Quando era pequena
Quando era pequena e precisava de ir ao hospital, a minha mãe vinha sempre comigo. Ficávamos na sala de espera, eu bastante entretida com brincadeiras e miminhos.
Ia para a triagem. A minha mãe ajudava-me a explicar os meus sintomas. Na verdade eu olhava para ela e ela verbalizava o que eu sentia.

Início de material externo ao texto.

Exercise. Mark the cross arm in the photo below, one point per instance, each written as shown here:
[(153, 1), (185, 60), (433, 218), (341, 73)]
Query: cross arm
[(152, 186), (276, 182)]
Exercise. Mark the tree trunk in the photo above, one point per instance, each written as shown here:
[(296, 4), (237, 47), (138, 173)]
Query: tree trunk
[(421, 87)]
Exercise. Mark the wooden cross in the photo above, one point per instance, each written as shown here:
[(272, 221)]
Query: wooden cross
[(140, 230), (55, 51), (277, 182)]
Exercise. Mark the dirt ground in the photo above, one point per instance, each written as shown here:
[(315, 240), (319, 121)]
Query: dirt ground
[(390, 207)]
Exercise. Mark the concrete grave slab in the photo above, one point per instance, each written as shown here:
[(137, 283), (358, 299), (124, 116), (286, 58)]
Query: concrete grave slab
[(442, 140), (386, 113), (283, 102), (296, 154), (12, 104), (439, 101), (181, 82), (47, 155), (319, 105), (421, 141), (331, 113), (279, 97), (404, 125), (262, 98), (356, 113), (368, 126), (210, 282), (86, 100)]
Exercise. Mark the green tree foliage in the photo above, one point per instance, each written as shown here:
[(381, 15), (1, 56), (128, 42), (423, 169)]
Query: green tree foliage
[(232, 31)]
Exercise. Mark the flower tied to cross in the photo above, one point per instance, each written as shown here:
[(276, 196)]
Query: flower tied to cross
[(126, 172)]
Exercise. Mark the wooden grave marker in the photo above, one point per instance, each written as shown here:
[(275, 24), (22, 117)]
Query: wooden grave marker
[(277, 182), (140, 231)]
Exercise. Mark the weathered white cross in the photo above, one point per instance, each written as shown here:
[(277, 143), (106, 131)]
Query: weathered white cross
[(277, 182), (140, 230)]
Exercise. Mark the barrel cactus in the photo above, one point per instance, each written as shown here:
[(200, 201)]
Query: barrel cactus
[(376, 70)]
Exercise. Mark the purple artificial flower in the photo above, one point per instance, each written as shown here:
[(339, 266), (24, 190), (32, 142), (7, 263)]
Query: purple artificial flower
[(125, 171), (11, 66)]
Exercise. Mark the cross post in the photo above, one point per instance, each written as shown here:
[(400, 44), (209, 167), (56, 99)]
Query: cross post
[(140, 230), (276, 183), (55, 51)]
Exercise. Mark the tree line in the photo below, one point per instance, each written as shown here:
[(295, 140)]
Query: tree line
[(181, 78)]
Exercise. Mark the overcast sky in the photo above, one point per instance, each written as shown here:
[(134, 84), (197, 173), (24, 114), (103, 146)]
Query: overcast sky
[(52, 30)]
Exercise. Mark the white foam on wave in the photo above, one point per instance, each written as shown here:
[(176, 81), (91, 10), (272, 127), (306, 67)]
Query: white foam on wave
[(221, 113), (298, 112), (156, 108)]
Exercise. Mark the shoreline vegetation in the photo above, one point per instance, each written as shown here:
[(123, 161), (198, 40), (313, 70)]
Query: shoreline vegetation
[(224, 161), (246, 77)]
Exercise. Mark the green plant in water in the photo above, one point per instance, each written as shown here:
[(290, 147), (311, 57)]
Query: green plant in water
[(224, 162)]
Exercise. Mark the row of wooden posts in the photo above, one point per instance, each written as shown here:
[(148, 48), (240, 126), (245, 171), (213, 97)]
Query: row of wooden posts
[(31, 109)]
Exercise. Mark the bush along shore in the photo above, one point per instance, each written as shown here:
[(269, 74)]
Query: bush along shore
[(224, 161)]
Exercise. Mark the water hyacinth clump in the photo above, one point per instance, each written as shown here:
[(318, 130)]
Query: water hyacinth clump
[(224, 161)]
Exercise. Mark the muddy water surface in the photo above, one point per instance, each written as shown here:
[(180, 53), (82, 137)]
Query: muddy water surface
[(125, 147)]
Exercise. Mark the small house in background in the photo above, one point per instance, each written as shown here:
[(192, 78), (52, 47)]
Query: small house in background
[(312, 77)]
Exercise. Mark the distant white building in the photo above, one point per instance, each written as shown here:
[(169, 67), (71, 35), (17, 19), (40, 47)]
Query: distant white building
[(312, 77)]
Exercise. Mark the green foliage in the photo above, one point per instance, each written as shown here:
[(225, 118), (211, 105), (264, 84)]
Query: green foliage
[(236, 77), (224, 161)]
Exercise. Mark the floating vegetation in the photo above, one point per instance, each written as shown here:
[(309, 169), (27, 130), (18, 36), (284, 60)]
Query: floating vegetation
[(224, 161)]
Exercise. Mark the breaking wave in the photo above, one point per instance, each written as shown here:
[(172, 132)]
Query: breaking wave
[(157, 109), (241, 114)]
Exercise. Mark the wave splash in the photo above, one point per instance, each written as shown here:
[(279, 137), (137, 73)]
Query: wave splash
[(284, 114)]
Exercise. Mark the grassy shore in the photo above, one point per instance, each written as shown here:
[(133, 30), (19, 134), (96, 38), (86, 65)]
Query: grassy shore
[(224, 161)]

Na entrada para o consultório agradecia sempre aos céus por a minha mãe ir comigo. Não tinha medo da bata branca. Mas o ambiente em si era-me estranho. Só que a minha mãe era tão familiar que o estranho se tornava menos estranho. Depois íamos à farmácia e ela encarregava-se que eu tomasse tudo direitinho. Primeiro os xaropes deliciosos (nunca se esquece o sabor do brufen!) e depois dos comprimidos. Recordo-me da primeira vez que engoli um Ben-u-Ron. Tomava-me como crescida, um grande passo para a minha pessoa! Mal senti aquela bola desconfortável a arranhar-me a garganta, perguntei à minha mãe onde estava o xarope.
Ao longo dos anos, quando recorria ao Serviço de Urgência, sentia-me cada vez mais crescida, cada vez mais capaz de me explicar por mim própria. Mas a minha mãe ia sempre comigo.
Até que um dia, fiquei tão adulta que disseram: "A menina já está muito crescida, tem que entrar sozinha".
Lá entrei, sabia que estaria sempre bem. Porque a minha mãe estava lá fora, à minha espera.
Um dia, às 4 da manhã, tive uma crise renal tão aguda que depois de vomitar e ficar esverdeada, a minha mãe levou-me às urgências. A enfermeira impôs que como já era crescida tinha que ficar sozinha a passar lá a noite. A minha mãe, com a serenidade que a caracteriza, perguntou-me o que preferia. Eu sabia que já era grande! Em breve ia fazer os exames nacionais do 11º ano. E sabia que qualquer dor era suportável, com os mimos da minha mãe. Pedi-lhe que ficasse. Sem questionar, ela disse à senhora enfermeira que eu queria a sua companhia. A enfermeira disse que isso não tinha jeito nenhum, que então não podia ficar na maca, que ficava na cadeira, já que queria tanto a minha mãe. E a minha mãe, como qualquer mãe, conseguiu que eu ficasse na maca e com uma cadeira ao lado na qual ela se sentaria a passar o resto da noite comigo.
Ontem, no 3º ano de medicina, fui levar a primeira dose da vacina para a Covid-19. Fui chamada para uma dose que restava então fui diretamente para uma sala de espera no centro de saúde. E ao meu lado?
Ao meu lado estava a minha mãe, com a serenidade que a caracteriza, a dar-me a mão e os seus mimos.
Sei que um dia serei demasiado crescida para a minha mãe não me poder fazer mais companhia na espera do hospital.
Mas hoje?
Hoje sou dela como ela é minha.
Porque será sempre minha mãe e eu serei sempre sua filha.